I can hear my suegros now, if they were alive, asking, “¿Qué es un ‘bot’?” if they were subjected to the frequent stories on the nightly news about Russian meddling in our national elections.  Who knew even a few years ago that politicians, and, more importantly, voters, would have to worry about nameless, faceless provocateurs writing and disseminating lies and fake news through social media to influence elections, maybe even from distant lands?

While this development is occupying a lot of time on the national news and falls under the purview of the FEC – the Federal Election Commission – it raises important questions in the local context, as well.  Questions like, “Are there any rules applicable to the use of social media for campaigning in California?” And, “What are the ethical implications of social media campaign activities?”

Unfortunately, the regulations of social media technology and election campaigning are still rather lax.

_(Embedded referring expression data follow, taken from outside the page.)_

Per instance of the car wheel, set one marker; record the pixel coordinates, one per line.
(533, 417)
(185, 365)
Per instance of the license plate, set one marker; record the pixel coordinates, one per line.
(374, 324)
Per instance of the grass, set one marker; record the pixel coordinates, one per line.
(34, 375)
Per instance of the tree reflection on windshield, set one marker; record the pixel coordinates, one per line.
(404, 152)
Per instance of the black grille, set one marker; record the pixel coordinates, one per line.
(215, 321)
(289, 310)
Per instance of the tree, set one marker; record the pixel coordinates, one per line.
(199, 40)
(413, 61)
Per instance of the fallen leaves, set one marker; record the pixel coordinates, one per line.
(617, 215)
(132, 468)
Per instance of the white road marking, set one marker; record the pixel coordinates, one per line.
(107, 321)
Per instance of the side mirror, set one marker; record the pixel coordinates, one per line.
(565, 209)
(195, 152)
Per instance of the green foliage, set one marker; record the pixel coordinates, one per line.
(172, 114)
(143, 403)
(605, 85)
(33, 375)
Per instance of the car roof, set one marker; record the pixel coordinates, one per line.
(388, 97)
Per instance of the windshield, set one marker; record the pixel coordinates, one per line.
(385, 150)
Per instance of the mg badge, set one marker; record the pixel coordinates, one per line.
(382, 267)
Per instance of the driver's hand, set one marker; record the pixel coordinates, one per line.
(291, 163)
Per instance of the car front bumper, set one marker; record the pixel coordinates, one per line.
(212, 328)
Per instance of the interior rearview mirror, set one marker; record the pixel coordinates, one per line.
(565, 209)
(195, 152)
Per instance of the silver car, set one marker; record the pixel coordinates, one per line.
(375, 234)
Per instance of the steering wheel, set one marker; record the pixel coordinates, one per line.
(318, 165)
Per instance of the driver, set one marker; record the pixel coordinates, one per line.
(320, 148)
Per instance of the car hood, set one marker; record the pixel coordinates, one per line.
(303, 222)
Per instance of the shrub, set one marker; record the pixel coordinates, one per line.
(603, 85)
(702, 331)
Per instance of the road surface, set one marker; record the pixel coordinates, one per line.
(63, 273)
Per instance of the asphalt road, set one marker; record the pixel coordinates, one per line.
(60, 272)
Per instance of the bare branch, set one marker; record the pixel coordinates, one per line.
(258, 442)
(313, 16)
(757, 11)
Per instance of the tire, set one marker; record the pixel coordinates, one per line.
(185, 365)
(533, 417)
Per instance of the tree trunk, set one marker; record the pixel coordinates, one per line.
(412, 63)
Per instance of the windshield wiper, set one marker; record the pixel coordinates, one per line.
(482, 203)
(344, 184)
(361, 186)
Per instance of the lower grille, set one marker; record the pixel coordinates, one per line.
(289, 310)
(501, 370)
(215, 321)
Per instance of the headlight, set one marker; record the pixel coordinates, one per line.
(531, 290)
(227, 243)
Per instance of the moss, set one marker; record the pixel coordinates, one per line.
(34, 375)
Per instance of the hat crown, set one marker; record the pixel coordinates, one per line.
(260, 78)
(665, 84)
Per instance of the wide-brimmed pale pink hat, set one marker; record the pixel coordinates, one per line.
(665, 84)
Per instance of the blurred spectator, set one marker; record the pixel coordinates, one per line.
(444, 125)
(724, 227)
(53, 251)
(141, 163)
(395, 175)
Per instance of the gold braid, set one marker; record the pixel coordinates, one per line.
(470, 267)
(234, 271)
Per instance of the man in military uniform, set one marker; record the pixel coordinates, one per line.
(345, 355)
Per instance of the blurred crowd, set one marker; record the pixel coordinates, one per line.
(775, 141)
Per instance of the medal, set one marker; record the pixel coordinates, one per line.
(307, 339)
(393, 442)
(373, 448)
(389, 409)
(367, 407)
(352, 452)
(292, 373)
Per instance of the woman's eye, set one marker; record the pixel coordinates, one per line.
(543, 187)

Although traditional forms of media, such as radio, television, mass mailings, fliers, and newspapers are regulated for communications by candidate committees for their own election, electronic media is not regulated in regards to the physical advertisement itself. While traditional forms of media must contain a disclosure such as “Paid for by Juan Gonzalez,” there is no such requirement for electronic media. Disclosure is merely recommended but not legally required for communications via electronic media, which includes websites, blogs, Twitter feeds, and other social media pages such as Facebook.

What is required at times is disclosure of payments made by a candidate or candidate’s committee to persons providing positive or negative social media content about a candidate or ballot measure on an Internet website other than the candidate’s or committee’s own website. The disclosures have to be made on California Form 460 “Recipient Committee Campaign Statement.” If a person was not paid for the content then there is no disclosure requirement. If a person was paid for producing content solely to be published on the candidate’s website and other social media (as opposed to some unrelated third party’s) there is no disclosure requirement. The applicable Fair Political Practices Commission regulations are here.

Here are two examples to illustrate this disclosure requirement. First is an example where disclosure is needed. Camila is running for local office and she pays Julia to post a message on Julia’s blog supporting Camila’s candidacy. Camila’s committee must report the payment as an expenditure on California Form 460. The second example is one where no disclosure is needed. Juan is running for State Assembly and his neighbor Gonzalo posts his support for Juan’s candidacy on Facebook. In his Facebook post, Gonzalo includes a picture of Juan that he got from Juan’s campaign website. The communication is not reportable because Gonzalo was not paid by Juan for his Facebook post.

A candidate must also report payments to purchase e-mail addresses and any payment for general or public advertisement on websites.

When reporting the payment expenditures, whether the payment is made directly or through a third party, campaign committees must include specific information of the amount of the payment, the payee, the name of the individual providing content, and the name of the website or URL on which the communication is first published.

One thing to always keep in mind when creating, or paying others to create, political advertisements is to stay away from absolute lies or things that you think is probably a lie because you can open up yourself to being sued for defamation, not to mention accused of usando bots. Sticking to the truth is not only ethical but also safer legally.